The studies determined one seaside historical site within the Pluto LNG structure lease location which the company said remains undamaged and safeguarded, a Woodside spokesperson stated.
” This is the very first time in Australia that immersed heritage is being considered– for the Scarborough pipeline near coast,” Woodside Chief Executive Peter Coleman told Reuters last month.
The business is speaking to MAC about establishing a cultural heritage management strategy for Scarborough and a dredging and spoil disposal management plan, Woodside’s spokeswoman said.
Archaeology THIN LEGAL PROTECTION
Australia’s indigenous heritage laws came under fire after worldwide miner Rio Tinto RIO.AX RIO.L legally destroyed 2 caverns in the Juukan Gorge in Western Australia which showed evidence of 46,000 years of human habitation.
Undersea, Australian law safeguards shipwrecks and sunken airplane as cultural heritage, but just safeguards submerged indigenous artefacts and websites if a minister determines that they are substantial.

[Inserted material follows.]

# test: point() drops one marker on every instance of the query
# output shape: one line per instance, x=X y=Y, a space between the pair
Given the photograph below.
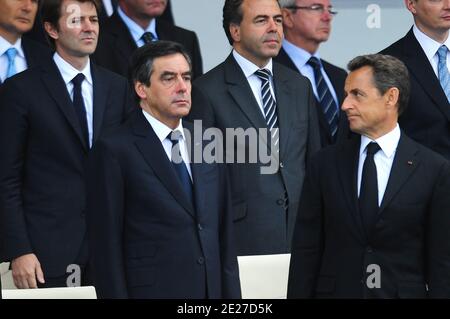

” At the moment, a 75- year-old shipwreck is instantly secured on discovery, but 8,000- year-old evidence of Indigenous cultural heritage is not. This could enable an awful destruction of important heritage, similar to the Juukan Gorge circumstance,” Jeffries stated.
Australian Petroleum Production and Exploration Association President Andrew McConville said the oil and gas market takes underwater heritage seriously.
The Rio Tinto case has actually raised problems around what the public considers appropriate, stimulating a Senate query into heritage defense.
” We do not require the law to tell us what the best thing to do is. We’re currently doing it,” Coleman stated.
Jonathan Benjamin, leader of the Deep History of Sea Country task, who led the discovers off Western Australia, welcomed Woodside engaging with archaeologists and stated he hoped the oil and gas industry would be more proactive in surveying nearshore locations that were when dry land.
” There’s a big amount of understanding to be discovered on Australia’s seabed around the country. It’s not about one spot.”